There appears to be a slight negative linear relationship on the plot between math anxiety and math scores. Simpson’s Paradox is essentially the phenomenon that, when a trend appears in groups of data, it disappears when the data is combined or split up. If we examine the plots split up by sex, we do not find much evidence of Simpson’s Paradox. Although the sample size for females is larger and there is greater range in the plot, the general trend of a slight negative linear relationship remains apparent in both plots separated by sex. When we re-examine the combined plot, there is no significant difference in trend.

4 Part 3

  • Use a dataset that is available in data repositories (e.g., kaggle)

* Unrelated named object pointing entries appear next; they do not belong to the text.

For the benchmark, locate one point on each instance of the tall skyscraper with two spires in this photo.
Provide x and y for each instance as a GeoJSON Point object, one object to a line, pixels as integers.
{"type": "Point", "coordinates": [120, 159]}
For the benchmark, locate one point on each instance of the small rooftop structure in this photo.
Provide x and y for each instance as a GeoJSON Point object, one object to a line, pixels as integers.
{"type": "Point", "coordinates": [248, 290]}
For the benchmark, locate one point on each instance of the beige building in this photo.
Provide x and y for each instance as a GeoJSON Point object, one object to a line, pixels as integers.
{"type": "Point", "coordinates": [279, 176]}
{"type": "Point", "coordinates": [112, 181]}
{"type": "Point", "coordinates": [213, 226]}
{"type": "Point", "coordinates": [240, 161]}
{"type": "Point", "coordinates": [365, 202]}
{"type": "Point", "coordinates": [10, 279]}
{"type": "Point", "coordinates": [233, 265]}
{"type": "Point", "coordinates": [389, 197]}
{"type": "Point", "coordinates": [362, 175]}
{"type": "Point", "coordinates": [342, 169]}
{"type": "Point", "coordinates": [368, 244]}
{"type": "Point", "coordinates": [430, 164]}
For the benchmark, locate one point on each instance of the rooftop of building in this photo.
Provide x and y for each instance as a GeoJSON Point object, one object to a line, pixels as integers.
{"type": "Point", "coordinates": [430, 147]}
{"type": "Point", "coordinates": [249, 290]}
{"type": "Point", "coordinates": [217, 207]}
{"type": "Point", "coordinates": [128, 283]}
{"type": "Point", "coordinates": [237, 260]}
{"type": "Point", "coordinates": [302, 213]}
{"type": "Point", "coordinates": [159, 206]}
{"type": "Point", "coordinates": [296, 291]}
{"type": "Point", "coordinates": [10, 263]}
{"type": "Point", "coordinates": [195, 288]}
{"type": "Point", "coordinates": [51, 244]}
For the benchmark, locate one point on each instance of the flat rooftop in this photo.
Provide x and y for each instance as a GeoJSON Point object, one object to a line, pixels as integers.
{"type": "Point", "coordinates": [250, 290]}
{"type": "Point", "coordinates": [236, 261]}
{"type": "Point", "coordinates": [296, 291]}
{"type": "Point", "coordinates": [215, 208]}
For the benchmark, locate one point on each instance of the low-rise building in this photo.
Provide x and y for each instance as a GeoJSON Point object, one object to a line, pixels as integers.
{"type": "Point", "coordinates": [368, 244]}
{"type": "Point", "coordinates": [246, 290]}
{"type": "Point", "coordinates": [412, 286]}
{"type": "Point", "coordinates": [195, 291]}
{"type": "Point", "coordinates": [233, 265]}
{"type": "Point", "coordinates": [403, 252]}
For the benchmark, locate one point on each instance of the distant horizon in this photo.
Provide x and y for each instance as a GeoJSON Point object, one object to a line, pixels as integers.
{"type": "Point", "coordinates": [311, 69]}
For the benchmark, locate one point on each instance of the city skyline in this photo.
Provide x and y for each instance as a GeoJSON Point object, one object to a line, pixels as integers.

  • Briefly describe the dataset you’re using (e.g., means to access data, context, sample, variables, etc…)

    • describe your data.

    This dataset catalogues the average life-expectancy at birth for each year in the range 1900 - 2013 overall and for each sex. All races are included, and the dataset also includes mortality rates. Populations in the study are based on standard population and the census, with non-census years using post-census estimates.

    dataset kaggle link

  • Re-do Part 2, i.e.,

    • produce a scatterplot between “A” and “B”. You might consider using jitter() or alpha() for avoiding overlying points.
# file.choose()
lifedata <- read.csv("/Users/michaelvaden/Downloads/NCHS_-_Age-adjusted_death_rates_and_life-expectancy_at_birth___All_Races__Both_Sexes___United_States__1900-2013.csv")
# View(lifedata)

plot(jitter(lifedata$Year, factor = 2), jitter(lifedata$Average.Life.Expectancy, factor = 2), xlab = "Year", ylab = "Average Life Expectancy")

  • draw a scatterplot plot conditioning on variable “C”. Include “| C” in your first argument to create a conditioning plot.
coplot(Average.Life.Expectancy ~ Year | Sex, data = lifedata, xlab = "Year", ylab = "Average Life Expectancy")

  • describe in words the relation between “A” and “B.” Do you find evidence of Simpson’s Paradox?

There appears to be a significant positive relationship between Year and Average Life Expectancy variables. There seems to be more variability before the year 1950, with a very strong positive relationship after the year 1950. If we examine the plots split up by sex, we do not find much evidence of Simpson’s Paradox. The plots are of similar sample sizes, and both the male and female plots are almost identical in trend to the plot of both sexes When we examine the combined plot along with the two separated by sex, there is no significant difference in trend.

  • You will present results of Part 3 to your neighbor(s) in class of Jan. 7 (Mon).